O Brasil, em várias dimensões, da linguagem aos territórios, passando pela nossa história, é a grande presença nesta obra genial. É o ponto de partida para as reflexões que transcendem o tempo e os espaços nacionais.

Guimarães Rosa contextualiza o sertão em termos de espaços geográficos e seus vazios, territórios confusos e difusos, como sempre foi o não resolvido tema da ocupação de terras no Brasil. Além da crítica social, explicita ainda a ausência total do Estado e da lei, tempos do coronelismo e dos jagunços, que ainda hoje projetam suas sombras: “O senhor tolere, isto é o sertão. (…) onde o criminoso vive seu cristo-jesus, arredado do arrocho de autoridade”. 

O Brasil emerge como estação primeira da grande viagem roseana. É o que conhecemos em nossa história e formação, o Estado distante, quando não totalmente ausente. É a busca de uma modernização tardia, que se expressa, entre outras passagens, na referência à Coluna Prestes e nos sonhos e palavreados meio desembestados do personagem Zé Bebelo, querendo impor a lei a seu modo.

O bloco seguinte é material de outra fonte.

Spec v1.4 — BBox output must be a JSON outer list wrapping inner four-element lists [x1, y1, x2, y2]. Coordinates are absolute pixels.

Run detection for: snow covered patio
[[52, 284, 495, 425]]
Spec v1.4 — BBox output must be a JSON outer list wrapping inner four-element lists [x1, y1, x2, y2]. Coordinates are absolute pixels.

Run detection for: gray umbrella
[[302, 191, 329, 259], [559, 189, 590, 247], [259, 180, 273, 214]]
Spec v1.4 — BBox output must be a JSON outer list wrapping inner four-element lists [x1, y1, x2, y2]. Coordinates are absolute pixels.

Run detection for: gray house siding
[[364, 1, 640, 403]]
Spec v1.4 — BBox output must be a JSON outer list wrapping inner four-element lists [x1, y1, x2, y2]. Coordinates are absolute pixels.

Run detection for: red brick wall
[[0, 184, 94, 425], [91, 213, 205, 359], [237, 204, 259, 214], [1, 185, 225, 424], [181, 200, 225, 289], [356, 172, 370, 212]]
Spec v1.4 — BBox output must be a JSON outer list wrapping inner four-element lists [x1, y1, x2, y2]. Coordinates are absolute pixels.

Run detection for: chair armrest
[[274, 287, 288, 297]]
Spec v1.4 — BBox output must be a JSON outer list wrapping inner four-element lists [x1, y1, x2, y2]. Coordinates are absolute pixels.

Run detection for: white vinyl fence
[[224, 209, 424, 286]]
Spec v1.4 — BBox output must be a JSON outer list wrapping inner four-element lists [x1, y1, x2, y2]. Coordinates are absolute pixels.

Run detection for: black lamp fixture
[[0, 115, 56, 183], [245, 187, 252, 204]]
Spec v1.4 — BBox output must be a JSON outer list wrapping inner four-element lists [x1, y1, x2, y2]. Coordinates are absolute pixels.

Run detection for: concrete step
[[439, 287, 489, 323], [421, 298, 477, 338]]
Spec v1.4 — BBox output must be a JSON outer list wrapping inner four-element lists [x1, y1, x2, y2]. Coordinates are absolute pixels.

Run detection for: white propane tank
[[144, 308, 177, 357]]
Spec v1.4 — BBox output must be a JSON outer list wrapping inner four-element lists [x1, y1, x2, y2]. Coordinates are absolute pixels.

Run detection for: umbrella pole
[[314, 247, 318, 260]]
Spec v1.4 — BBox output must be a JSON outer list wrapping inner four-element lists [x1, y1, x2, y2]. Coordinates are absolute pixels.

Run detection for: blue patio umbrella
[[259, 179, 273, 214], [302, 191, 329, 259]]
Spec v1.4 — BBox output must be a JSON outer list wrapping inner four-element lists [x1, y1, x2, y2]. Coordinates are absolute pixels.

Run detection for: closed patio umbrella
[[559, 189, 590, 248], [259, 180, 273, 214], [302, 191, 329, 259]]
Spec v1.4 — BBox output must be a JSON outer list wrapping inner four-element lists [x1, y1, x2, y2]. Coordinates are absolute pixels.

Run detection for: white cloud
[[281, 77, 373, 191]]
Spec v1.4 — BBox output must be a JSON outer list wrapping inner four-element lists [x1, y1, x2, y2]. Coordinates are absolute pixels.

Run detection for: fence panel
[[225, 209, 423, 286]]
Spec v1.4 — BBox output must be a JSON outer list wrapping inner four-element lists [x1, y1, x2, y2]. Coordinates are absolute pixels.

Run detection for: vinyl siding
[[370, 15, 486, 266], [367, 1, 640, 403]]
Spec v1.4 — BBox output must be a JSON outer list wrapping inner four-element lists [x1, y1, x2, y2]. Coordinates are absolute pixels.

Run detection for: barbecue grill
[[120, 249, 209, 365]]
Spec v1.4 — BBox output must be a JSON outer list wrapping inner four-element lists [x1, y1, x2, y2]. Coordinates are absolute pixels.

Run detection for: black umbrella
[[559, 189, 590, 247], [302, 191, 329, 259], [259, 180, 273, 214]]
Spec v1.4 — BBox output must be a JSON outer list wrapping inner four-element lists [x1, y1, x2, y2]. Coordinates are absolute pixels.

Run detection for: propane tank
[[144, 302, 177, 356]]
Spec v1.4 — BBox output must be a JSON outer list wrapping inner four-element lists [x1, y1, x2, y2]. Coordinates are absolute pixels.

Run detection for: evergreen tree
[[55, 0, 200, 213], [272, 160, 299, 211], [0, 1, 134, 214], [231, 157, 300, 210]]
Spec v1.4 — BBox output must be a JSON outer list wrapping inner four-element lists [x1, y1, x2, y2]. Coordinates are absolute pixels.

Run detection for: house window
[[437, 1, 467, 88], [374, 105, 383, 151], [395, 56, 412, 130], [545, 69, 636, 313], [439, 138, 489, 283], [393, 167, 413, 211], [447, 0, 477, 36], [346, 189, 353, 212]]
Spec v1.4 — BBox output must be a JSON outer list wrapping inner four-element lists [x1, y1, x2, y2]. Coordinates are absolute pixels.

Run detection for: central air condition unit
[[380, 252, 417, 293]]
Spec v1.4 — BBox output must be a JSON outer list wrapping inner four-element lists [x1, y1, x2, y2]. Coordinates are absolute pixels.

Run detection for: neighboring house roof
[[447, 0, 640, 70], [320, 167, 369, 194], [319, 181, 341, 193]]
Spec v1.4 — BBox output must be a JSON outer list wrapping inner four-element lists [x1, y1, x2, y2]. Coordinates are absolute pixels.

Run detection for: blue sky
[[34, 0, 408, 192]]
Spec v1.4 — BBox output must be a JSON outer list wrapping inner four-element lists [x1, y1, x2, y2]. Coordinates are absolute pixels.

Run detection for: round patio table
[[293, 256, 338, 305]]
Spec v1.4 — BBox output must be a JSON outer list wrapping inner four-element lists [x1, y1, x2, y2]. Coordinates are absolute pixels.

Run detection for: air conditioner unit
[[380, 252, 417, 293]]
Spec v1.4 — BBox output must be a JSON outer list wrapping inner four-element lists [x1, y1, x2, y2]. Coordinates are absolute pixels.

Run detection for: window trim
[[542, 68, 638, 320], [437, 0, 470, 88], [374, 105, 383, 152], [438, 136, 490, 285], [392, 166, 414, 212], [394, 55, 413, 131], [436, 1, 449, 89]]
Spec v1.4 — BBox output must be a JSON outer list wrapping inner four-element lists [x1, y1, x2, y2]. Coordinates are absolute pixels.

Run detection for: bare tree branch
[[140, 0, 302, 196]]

Intuitivo e apressado, Zé Bebelo queria impor o progresso e buscava um contorno ainda que primário de um projeto nacional. Vincula o sertão às dimensões do país, ao confrontar os que “desonram o nome da pátria e esse sertão nacional”. O sertão se mostra como espaço da política e metáfora do Brasil. 

Em seu discurso de defesa, Zé Bebelo explicita sua visão política a partir do sertão e da sua dialética sertaneja: ele quer apoderar-se, superar a barbárie, normatizar, levar a presença civilizadora do Estado, imbuído de suas responsabilidades sociais, instituições e serviços, e sair do sertão depois de cumprir a missão integradora: “Ah, este Norte em remanência: progresso forte, fartura para todos, a alegria nacional! (…) A gente tem de sair do sertão! Mas só se sai do sertão é tomando conta dele a dentro… ”.

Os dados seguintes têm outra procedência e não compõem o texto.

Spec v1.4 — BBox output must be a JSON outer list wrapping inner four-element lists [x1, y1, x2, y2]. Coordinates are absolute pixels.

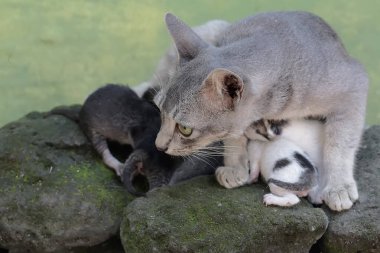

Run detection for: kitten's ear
[[202, 68, 244, 110], [165, 13, 208, 63]]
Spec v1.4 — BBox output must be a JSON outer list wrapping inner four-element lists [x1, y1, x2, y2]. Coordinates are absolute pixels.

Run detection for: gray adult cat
[[154, 11, 368, 211]]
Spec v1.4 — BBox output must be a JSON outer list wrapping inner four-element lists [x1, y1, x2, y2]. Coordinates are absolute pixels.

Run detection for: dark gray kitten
[[50, 84, 222, 196]]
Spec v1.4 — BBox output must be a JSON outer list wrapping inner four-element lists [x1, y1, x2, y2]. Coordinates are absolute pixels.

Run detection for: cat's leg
[[246, 140, 264, 184], [311, 109, 364, 211], [215, 135, 250, 189], [264, 183, 300, 207], [91, 132, 124, 176]]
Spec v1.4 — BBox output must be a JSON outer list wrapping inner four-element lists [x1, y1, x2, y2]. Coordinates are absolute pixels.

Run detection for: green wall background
[[1, 0, 379, 126]]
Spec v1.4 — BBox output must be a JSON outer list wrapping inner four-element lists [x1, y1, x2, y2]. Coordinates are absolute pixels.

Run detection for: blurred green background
[[1, 0, 379, 127]]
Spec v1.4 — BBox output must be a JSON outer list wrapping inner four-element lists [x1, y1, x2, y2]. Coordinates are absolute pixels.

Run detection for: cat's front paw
[[322, 181, 359, 211], [215, 166, 249, 189]]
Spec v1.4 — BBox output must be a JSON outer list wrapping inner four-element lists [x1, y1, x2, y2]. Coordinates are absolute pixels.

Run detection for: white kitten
[[247, 119, 324, 207]]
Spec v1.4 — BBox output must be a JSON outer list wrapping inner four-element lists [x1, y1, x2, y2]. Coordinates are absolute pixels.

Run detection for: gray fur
[[155, 11, 368, 211], [51, 84, 222, 195]]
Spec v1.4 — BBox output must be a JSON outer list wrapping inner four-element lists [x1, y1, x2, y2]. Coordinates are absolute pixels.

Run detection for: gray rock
[[66, 236, 125, 253], [0, 109, 131, 253], [320, 126, 380, 253], [3, 106, 379, 253], [120, 176, 328, 253]]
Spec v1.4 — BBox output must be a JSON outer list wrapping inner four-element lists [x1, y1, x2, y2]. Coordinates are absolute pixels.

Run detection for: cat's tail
[[45, 104, 82, 123], [122, 168, 146, 197]]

Zé Bebelo quer melhorar o Brasil, tem anseios e sentimentos de justiça e desenvolvimento — “o que imponho é se educar e socorrer as infâncias deste sertão” —, mas quer uma mudança conservadora, nos moldes do velho coronelismo, com os votos encabrestados dos cabras comandados por chefes como Joca Ramiro.

Ao falar dos chefes jagunços, inclusive dele próprio, Riobaldo, porta voz sapiencial do autor, ingressa no delicado território do poder: “Esses homens! Todos puxavam o mundo para si, para o concertar consertado. Mas cada um só vê e entende as coisas dum seu modo…”.

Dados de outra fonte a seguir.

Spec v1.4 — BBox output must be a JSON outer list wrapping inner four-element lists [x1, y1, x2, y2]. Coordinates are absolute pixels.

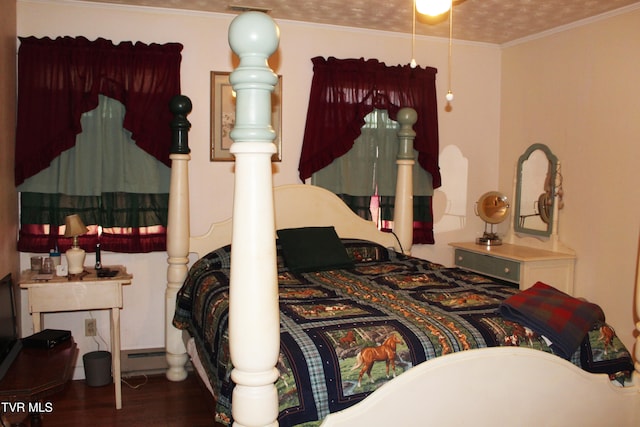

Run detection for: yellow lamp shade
[[63, 214, 88, 240]]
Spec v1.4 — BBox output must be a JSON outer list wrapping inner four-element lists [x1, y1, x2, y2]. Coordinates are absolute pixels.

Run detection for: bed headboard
[[189, 184, 402, 258]]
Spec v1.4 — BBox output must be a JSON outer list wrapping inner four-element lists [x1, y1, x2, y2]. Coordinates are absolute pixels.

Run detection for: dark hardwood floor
[[6, 373, 216, 426]]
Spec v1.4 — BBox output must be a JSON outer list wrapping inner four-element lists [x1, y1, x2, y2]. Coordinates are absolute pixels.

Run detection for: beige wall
[[500, 8, 640, 351], [0, 2, 19, 285]]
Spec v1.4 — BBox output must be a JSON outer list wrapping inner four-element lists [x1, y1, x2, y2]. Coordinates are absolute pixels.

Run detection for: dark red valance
[[299, 57, 441, 188], [15, 36, 183, 185]]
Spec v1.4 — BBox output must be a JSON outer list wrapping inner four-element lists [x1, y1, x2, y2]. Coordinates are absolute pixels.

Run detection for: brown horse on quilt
[[351, 334, 403, 387]]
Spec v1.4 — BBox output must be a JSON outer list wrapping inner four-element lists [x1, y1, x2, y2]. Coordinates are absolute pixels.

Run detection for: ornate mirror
[[475, 191, 509, 246], [514, 143, 558, 237]]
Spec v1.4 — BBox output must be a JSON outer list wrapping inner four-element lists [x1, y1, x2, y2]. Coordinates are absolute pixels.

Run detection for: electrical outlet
[[85, 318, 97, 336]]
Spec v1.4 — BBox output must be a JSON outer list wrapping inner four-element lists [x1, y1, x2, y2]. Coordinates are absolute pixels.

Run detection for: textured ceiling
[[81, 0, 640, 44]]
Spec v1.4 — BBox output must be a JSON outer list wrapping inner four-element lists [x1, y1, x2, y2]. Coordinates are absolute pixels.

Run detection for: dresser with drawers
[[449, 242, 576, 294]]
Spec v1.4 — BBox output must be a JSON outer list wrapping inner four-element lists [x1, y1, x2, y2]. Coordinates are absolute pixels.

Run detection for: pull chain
[[446, 0, 454, 102]]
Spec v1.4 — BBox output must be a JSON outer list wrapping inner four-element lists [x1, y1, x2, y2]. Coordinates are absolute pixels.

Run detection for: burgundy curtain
[[15, 36, 183, 185], [299, 57, 441, 188]]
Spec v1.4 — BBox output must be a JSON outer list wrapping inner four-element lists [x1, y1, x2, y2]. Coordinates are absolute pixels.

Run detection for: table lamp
[[64, 214, 88, 274]]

Medeiro Vaz, que Riobaldo considerava “o mais supro, o mais sério” dos chefes, escolheu, pelo olhar, já agonizando, o próprio Riobaldo para sucedê-lo. Mas para esse, não obstante os apelos de Diadorim, não havia chegado a hora. Mais adiante, assumiria o poder depois do confronto com Zé Bebelo.

Riobaldo, o Urutu-Branco, viveu as tentações do poder de ser chefe. Cedeu a algumas, resistiu às piores, falhou no ato final. Não pôde salvar a vida de Diadorim. Sai dos territórios do poder e da chefia  — “desapoderei”. Reencontra Zé Bebelo, que buscava nos novos tempos o novo poder: ganhar muito dinheiro, o poder econômico.

Riobaldo torna-se um abastado fazendeiro. Estaria aí também a sua opção por Otacília?